Brown v. Board of Education - Bookshelf
Ebony, May, 2004
THIS month we recognize and celebrate the most significant decision about race in the 20th century, the U.S. Supreme Court ruling on May 17, 1954, that the doctrine of "separate but equal" was unconstitutional. There are numerous celebrations of this historical event scheduled throughout the country as scholars and everyday people review the impact of the court decision. Charles J. Ogletree Jr., an eminent lawyer, civil rights scholar and Harvard Law School professor, confronts the decision in his new book, ALL DELIBERATE SPEED: Reflections On The First Half-Century Of Brown v. Board of Education (W.W. Norton & Company, $29.95). The book examines the profound effects of the ruling on his life and the lives of all Americans. Ogletree writes that despite the court's proclamation to dismantle segregation with "all deliberate speed," America still has not achieved the integrated society promised by the Brown decision.
In a sparkling anthology devoted to exploring the lives of African-American mothers, Rise Up Singing: Black Women Writers on Motherhood (Doubleday, $24.95), edited by Cecelie S. Berry, brings together the perspectives of women of different ages, backgrounds and accomplishments. Marian Wright Edelman writes in the foreword: "The mothers writing in this anthology speak in a range of voices. They are joyful, stressed, grateful, ambivalent, determined, disappointed, and, in bad ways and good, overwhelmed. But over and over again ... we see mothers struggling with the push: striving to give their children their best and to make sure the world gives their children its best, hard as that fight may be."
Award-winning author Alice Walker's latest novel, Now Is The Time To Open Your Heart (Random House, $24.95), is the story of a woman's spiritual odyssey that becomes a search through time for self and an appointment with love. Her heroine, Kate Talkingtree, a woman slightly beyond midlife, leaves her lover and embarks on an excursion down the Colorado River and through the Amazon.
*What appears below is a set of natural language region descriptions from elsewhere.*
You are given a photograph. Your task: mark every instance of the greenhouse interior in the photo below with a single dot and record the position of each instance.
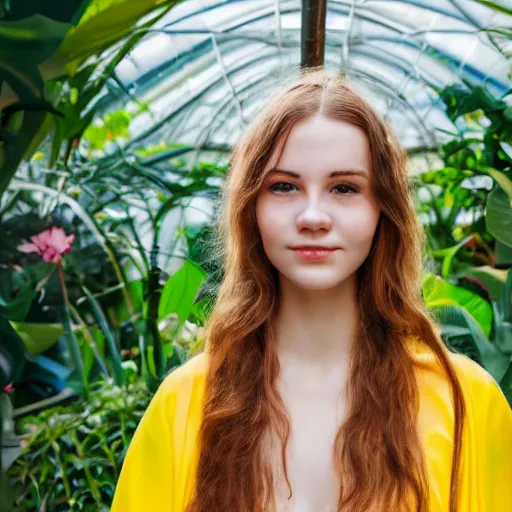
(117, 124)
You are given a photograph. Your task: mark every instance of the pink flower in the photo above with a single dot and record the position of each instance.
(50, 244)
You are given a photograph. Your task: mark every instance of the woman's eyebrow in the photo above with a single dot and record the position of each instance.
(346, 172)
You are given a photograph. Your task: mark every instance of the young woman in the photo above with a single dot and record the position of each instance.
(325, 385)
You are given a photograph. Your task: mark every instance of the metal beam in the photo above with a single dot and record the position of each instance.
(313, 33)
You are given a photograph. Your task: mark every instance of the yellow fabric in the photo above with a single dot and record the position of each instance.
(159, 468)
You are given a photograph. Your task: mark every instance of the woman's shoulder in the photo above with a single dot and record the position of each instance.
(476, 382)
(192, 373)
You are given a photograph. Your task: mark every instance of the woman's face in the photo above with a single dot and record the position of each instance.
(318, 193)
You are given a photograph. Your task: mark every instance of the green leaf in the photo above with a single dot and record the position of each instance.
(109, 337)
(493, 279)
(437, 292)
(180, 290)
(12, 355)
(503, 181)
(38, 337)
(456, 321)
(498, 219)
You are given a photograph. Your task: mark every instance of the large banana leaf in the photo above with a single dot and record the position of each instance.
(437, 292)
(12, 357)
(457, 323)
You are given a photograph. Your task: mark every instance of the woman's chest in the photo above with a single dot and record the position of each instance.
(314, 422)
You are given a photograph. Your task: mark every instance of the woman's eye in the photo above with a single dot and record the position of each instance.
(284, 186)
(347, 188)
(281, 186)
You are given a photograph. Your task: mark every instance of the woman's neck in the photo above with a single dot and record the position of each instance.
(316, 327)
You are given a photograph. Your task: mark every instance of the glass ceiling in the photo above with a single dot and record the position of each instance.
(208, 66)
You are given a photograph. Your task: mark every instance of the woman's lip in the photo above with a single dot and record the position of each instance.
(311, 254)
(317, 248)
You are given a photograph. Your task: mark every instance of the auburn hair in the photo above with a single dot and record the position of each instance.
(377, 452)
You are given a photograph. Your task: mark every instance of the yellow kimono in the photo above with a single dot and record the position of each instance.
(159, 468)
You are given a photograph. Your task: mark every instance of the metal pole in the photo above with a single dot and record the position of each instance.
(313, 33)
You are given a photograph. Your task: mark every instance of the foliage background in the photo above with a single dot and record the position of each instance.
(86, 342)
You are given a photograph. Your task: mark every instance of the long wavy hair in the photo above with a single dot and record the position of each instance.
(377, 452)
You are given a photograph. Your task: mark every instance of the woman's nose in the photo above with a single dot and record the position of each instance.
(313, 217)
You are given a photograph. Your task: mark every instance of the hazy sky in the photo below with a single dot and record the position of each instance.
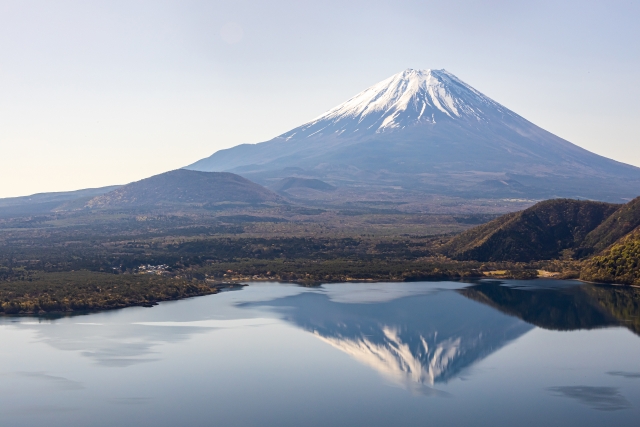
(94, 93)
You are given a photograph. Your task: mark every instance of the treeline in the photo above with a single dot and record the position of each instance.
(84, 290)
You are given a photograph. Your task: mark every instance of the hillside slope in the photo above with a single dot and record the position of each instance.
(185, 187)
(619, 224)
(428, 131)
(543, 231)
(618, 264)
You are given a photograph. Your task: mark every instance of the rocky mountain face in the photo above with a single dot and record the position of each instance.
(426, 131)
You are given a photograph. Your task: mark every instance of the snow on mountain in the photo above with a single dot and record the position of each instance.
(427, 130)
(404, 99)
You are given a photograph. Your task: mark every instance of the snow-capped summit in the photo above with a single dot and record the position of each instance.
(428, 131)
(405, 99)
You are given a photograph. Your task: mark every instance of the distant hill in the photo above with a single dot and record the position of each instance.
(185, 187)
(620, 223)
(294, 182)
(618, 264)
(543, 231)
(42, 203)
(426, 131)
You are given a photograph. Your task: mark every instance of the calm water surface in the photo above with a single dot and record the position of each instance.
(536, 353)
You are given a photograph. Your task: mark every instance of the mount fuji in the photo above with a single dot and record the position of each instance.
(426, 131)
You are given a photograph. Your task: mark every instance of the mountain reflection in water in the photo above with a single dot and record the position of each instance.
(417, 341)
(564, 308)
(414, 341)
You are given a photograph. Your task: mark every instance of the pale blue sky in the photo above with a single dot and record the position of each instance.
(94, 93)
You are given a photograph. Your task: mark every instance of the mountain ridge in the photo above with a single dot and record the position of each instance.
(430, 132)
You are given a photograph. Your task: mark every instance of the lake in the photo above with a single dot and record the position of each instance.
(488, 353)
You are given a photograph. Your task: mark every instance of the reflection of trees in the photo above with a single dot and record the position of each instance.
(623, 303)
(577, 307)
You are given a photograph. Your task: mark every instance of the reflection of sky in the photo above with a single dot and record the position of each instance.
(252, 357)
(414, 335)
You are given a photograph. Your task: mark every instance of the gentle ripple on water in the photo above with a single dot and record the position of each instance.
(487, 353)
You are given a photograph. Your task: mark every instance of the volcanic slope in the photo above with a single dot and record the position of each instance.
(427, 131)
(186, 187)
One reviewer lauds Walker's extensive writing gifts and says with this book she "affirms her position as a matriarch of contemporary fiction."
Don't Play in the Sun (Doubleday, $23.95) by Marita Golden explores the politics of race and color in a uniquely personal memoir. As a young Black girl, Golden was torn between her parents' attitudes about race and color. Using the dualism that existed in her own home, she takes us through her life and describes how, even today, she is evaluated through the twin veils of race and color.
No Woman No Cry: My Life with Bob Marley (Hyperion, $22.95) by Rita Marley, written with Hettie Jones, is a no-nonsense memoir of life with her husband, reggae legend Bob Marley. She remained married to Marley until his death in 1981.
Still Grazing: The Musical Journey of Hugh Masekela (Crown, $23.95) by Hugh Maskela and D. Michael Cheers is a musical memoir written with honesty, wit and humility by the social activist who is also one of the world's most renowned musicians, it is a soundtrack for the South African freedom movement.
The Civil Rights Movement's impact on a new generation is chronicled in Children of the Movement (Lawrence Hill Books, an imprint of Chicago Review Press, $24.95), by journalist John Blake. This year marks the 40th anniversary of the Mississippi Freedom Summer and the 50th anniversary of Brown v. Board of Education and this book explores the personal impact of the struggle for civil rights on the sons and daughters of Martin Luther King Jr., Malcolm X, Elijah Muhammad, Andrew Young, Julian Bond, Stokely Carmichael, James Chaney, Elaine Brown, Viola Liuzzo and others.